Characterization of nuclear bodies built on RNA

2022 Fiscal Year Final Research Report

• Project/Area Number: 20K06493
• Research Category: Grant-in-Aid for Scientific Research (C)
• Allocation Type: Multi-year Fund
• Section: 一般
• Review Section: Basic Section 43010:Molecular biology-related
• Research Institution: Ritsumeikan University
• Principal Investigator: Mannen Taro 立命館大学, 生命科学部, 助教 (50535763)
• Co-Investigator(Kenkyū-buntansha): 八谷 如美 地方独立行政法人東京都立産業技術研究センター, 開発本部開発第二部バイオ応用技術グループ, 主任研究員 (30408075)
• Project Period (FY): 2020-04-01 – 2023-03-31
• Keywords: 液液相分離 / 核内RNA顆粒 / がん / プロテオミクス

Outline of Final Research Achievements

The mammalian cell nucleus is a highly organized organelle which contains membraneless structures referred to as nuclear bodies (NBs).

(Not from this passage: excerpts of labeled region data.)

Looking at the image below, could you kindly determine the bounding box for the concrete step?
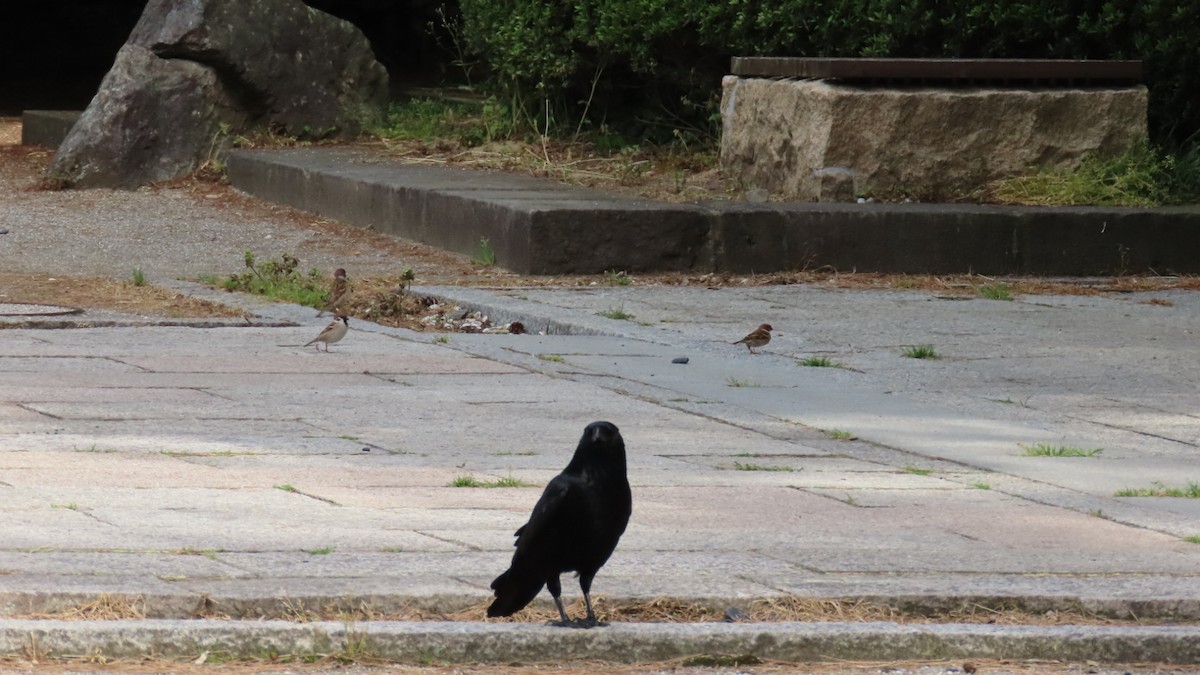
[229,148,1200,276]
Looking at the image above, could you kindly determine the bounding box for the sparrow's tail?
[487,567,546,616]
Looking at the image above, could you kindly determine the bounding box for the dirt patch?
[0,273,241,318]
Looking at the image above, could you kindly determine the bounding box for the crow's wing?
[512,473,578,549]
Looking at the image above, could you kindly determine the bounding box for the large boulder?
[721,76,1146,202]
[48,44,248,189]
[48,0,388,187]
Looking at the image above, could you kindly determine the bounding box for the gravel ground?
[0,118,503,282]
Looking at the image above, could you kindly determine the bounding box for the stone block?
[721,76,1147,201]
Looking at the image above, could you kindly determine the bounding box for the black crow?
[487,422,632,628]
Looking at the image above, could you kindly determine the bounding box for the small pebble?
[721,607,750,623]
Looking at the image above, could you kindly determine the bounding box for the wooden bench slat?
[730,56,1142,84]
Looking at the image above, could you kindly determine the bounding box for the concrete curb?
[229,148,1200,276]
[0,620,1200,664]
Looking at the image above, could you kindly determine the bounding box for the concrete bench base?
[721,76,1146,202]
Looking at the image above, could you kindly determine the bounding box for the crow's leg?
[575,574,605,628]
[546,574,572,627]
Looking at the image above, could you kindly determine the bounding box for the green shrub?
[461,0,1200,149]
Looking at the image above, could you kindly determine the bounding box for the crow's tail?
[487,567,546,616]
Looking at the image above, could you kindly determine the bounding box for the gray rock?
[721,76,1146,201]
[48,0,388,187]
[47,44,246,189]
[130,0,388,137]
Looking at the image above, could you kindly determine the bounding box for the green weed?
[472,237,496,267]
[1114,480,1200,500]
[604,269,634,286]
[202,251,328,307]
[449,476,534,488]
[976,283,1013,300]
[733,461,796,471]
[1021,443,1104,458]
[796,357,846,368]
[725,375,758,387]
[596,305,634,321]
[900,345,942,359]
[991,141,1176,207]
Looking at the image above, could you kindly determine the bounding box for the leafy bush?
[461,0,1200,148]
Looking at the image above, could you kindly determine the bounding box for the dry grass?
[28,593,146,621]
[220,596,1186,626]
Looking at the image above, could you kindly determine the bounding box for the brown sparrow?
[317,268,350,316]
[733,323,774,354]
[305,313,350,352]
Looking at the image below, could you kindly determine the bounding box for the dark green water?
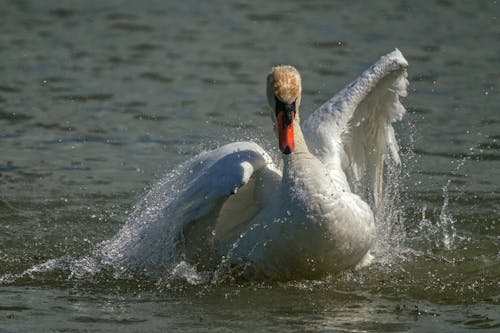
[0,0,500,333]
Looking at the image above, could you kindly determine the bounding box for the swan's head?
[267,65,302,154]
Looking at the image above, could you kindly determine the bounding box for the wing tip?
[385,48,408,68]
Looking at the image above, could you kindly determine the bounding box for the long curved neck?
[283,118,314,175]
[289,117,310,157]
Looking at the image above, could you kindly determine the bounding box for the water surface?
[0,0,500,332]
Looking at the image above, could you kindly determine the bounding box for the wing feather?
[302,49,408,205]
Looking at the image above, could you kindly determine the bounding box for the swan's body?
[102,50,408,279]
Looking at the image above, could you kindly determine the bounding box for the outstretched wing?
[101,142,281,276]
[173,142,281,248]
[302,49,408,206]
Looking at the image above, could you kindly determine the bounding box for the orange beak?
[277,111,295,155]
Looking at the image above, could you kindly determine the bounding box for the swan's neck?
[283,119,314,178]
[289,117,310,157]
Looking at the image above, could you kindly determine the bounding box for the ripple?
[55,94,113,102]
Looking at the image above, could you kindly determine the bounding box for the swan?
[103,49,408,279]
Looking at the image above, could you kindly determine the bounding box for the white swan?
[103,50,408,279]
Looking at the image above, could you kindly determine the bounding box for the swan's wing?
[303,49,408,205]
[101,142,281,276]
[168,142,281,256]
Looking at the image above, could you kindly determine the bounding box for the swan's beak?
[276,98,295,155]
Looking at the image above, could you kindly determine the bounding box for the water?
[0,0,500,332]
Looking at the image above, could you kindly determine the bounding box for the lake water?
[0,0,500,333]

Some NBs carry specific RNA types that play architectural roles in their formation. Here we show the presence of two types of RNase-sensitive DBC1 nuclear body (DNB) in HCT116 cells and Sam68 nuclear body (SNB) in HeLa cells, which exhibit phase-separated features and are constructed out of RNA polymerase I or II transcripts in a cell type-specific manner. We identified additional protein components present in DNB by immunoprecipitation-mass spectrometry, some of which (DBC1 and HNRNPL) are required for DNB formation. The rescue experiment using the truncated HNRNPL mutants revealed that two RNA-binding domains and intrinsically disordered regions of HNRNPL play significant roles in DNB formation possibly via both RNA-protein and protein-protein interactions. Moreover, the intrinsically disordered regions of HNRNPL promote in vitro droplet formation.

Free Research Field

分子生物学

Academic Significance and Societal Importance of the Research Achievements

近年、膜を持たない細胞内構造体が液-液相分離という現象よって形成されていることが明らかになってきた。最近では、この現象がクロマチン形成や転写活性化機構に関与すること、さらには天然変性領域のアミノ酸変異による相分離異常が神経変性疾患と関連していることも明らかになってきている。本研究では、膜を持たない細胞内構造体の中でも、がん細胞でRNAを骨格に形成される2つの核内構造体Sam68 nuclear body (SNB)とDBC1 nuclear body (DNB)の構成因子や骨格となるRNAの同定をおこない、構造体の形成機構を明らかにした。